Check out our [demo notebook](https://github.com/gastruc/AnySat/blob/main/demo.ipynb) or [huggingface page](https://huggingface.co/gastruc/anysat) for more details.

## Install and load Anysat

```python

import torch

AnySat = torch.hub.load('gastruc/anysat', 'anysat', pretrained=True, flash_attn=False)

```
Set `flash_attn=True` if you have [flash-attn](https://pypi.org/project/flash-attn/) module installed.

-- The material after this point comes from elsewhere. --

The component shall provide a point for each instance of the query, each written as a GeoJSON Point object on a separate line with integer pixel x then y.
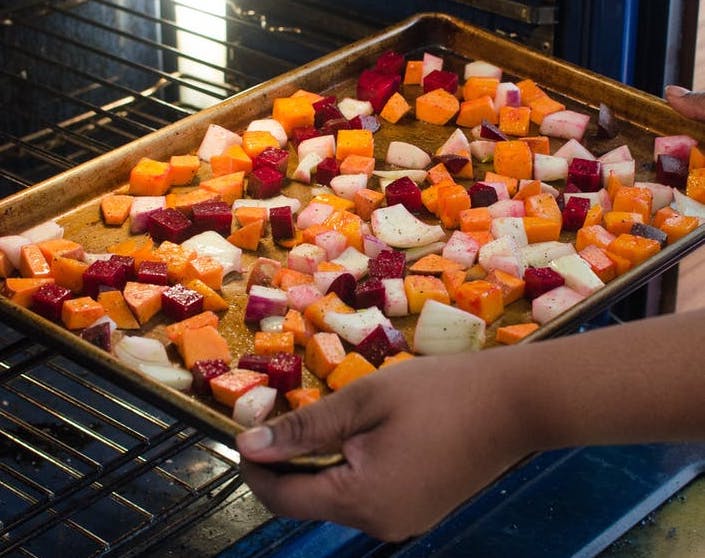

It is not required and only impacts memory and speed.

## Format your data

Arrange your data in a dictionary with any of the following keys:

| Dataset       | Description                       | Tensor Size                                          | Channels                                  | Resolution |
|---------------|-----------------------------------|-----------------------------------------|-------------------------------------------|------------|
| aerial        | Single date tensor |Bx4xHxW                                              | RGB, NiR                                  | 0.2m       |
| aerial-flair  | Single date tensor |Bx5xHxW                                              | RGB, NiR, Elevation                       | 0.2m       |
| spot          | Single date tensor |Bx3xHxW                                              | RGB                                       | 1m         |
| naip          | Single date tensor |Bx4xHxW                                              | RGB                                       | 1.25m      |
| s2            | Time series tensor |BxTx10xHxW                                           | B2, B3, B4, B5, B6, B7, B8, B8a, B11, B12 | 10m        |
| s1-asc        | Time series tensor |BxTx2xHxW                                            | VV, VH                                    | 10m        |
| s1            | Time series tensor |BxTx3xHxW                                            | VV, VH, Ratio                             | 10m        |
| alos          | Time series tensor |BxTx3xHxW                                            | HH, HV, Ratio                             | 30m        |
| l7            | Time series tensor |BxTx6xHxW                                            | B1, B2, B3, B4, B5, B7                    | 30m        |
| l8            | Time series tensor |BxTx11xHxW                                           | B8, B1, B2, B3, B4, B5, B6, B7, B9, B10, B11 | 10m     |
| modis         | Time series tensor |BxTx7xHxW                                            | B1, B2, B3, B4, B5, B6, B7                | 250m       |
   
Note that time series requires a `_dates` companion tensor containing the day of the year: 01/01 = 0, 31/12=364.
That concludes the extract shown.